L'arrivo del ministro coglie tutti di sorpresa: «Sono qui per una visita» dice la Lorenzin a un infermiere, che non la riconosce e le risponde: «Non si sente bene? Quali sintomi ha?».
Poi arrivano medici e infermieri, che l'accompagnano tra i reparti. Un codice rosso arriva mentre è in corso l'ispezione e il personale risponde subito all'emergenza. Intanto il ministro fa domande e si informa sul funzionamento del pronto soccorso e del triage. Ci sono una ventina di pazienti sulle barelle, in attesa delle cure. «E' una giornata tranquilla, sarà perché gioca il Napoli» ironizzano i medici. Ma la situazione è seria: «Dal primo gennaio ad oggi al pronto soccorso del Cardarelli ci sono stati già 7mila accessi - dicono i sanitari - 300 pazienti vengono visitati ogni giorno. Ció a causa della carenza di filtri. In pratica, si considera il pronto soccorso come un ambulatorio».
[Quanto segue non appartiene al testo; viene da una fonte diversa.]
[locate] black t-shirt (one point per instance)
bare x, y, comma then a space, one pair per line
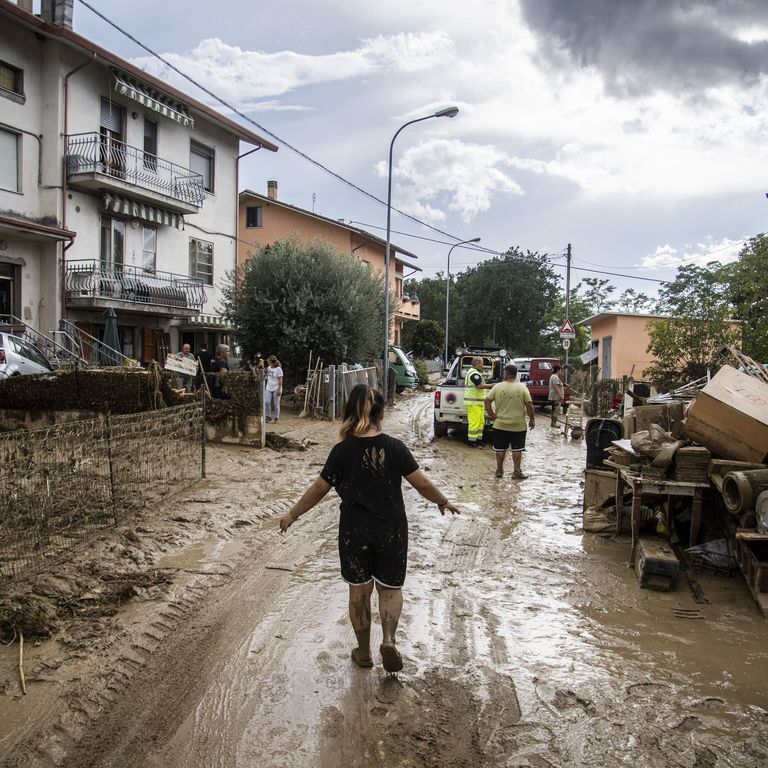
366, 473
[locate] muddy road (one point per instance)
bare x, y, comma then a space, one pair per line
526, 642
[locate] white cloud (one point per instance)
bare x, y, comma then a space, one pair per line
725, 251
242, 76
467, 176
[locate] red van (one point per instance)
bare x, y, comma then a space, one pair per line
534, 372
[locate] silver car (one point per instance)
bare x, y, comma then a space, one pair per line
18, 356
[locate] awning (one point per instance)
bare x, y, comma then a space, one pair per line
125, 85
136, 210
209, 321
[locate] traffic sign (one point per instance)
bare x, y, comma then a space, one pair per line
567, 331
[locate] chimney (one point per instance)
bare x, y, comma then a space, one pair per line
58, 11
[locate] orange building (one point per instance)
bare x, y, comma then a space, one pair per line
265, 219
620, 343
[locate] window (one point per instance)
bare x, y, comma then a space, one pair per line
149, 258
201, 160
201, 260
9, 160
150, 145
11, 81
112, 242
253, 216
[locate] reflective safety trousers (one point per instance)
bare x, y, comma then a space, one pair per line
475, 422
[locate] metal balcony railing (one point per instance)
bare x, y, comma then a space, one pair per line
94, 153
99, 280
92, 351
58, 355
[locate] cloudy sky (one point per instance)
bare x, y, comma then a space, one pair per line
636, 130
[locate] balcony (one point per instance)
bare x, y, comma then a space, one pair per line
97, 285
409, 308
96, 162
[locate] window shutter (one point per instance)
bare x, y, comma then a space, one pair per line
112, 116
9, 160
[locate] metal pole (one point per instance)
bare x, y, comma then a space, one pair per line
448, 112
567, 306
448, 290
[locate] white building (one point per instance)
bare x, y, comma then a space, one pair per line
116, 191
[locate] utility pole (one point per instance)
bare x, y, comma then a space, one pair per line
567, 304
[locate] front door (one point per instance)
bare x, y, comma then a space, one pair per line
605, 362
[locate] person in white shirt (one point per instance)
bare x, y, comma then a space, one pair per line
556, 392
274, 389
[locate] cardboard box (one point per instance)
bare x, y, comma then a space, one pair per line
730, 416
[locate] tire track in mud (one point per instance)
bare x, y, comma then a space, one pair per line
159, 680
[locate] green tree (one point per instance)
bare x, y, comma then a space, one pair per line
691, 340
425, 338
747, 281
504, 301
293, 296
431, 292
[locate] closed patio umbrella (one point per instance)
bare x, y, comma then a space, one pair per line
109, 350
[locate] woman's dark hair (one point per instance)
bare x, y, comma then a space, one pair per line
363, 410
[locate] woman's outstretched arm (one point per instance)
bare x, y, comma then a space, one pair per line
309, 498
430, 491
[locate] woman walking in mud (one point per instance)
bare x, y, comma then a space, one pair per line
365, 467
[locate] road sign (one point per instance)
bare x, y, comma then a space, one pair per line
567, 331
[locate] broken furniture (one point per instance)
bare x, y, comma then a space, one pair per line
641, 486
656, 565
752, 554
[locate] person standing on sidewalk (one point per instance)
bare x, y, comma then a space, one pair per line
274, 389
556, 392
513, 402
365, 467
474, 399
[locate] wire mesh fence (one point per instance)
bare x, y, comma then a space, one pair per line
62, 485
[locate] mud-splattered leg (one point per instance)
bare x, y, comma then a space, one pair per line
360, 617
390, 608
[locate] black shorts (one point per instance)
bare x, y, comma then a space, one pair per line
504, 440
374, 549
Dopo aver visitato, tra l'altro, triage, emodinamica e rianimazione, il ministro si sofferma a lungo anche con il personale precario: «Quest'ospedale, come tutti i nosocomi del Paese, si regge sui precari. Per questo sto spingendo al massimo per fare in modo che i 32mila contratti a termine nei vari presidì dell'Italia vengano finalmente stabilizzati».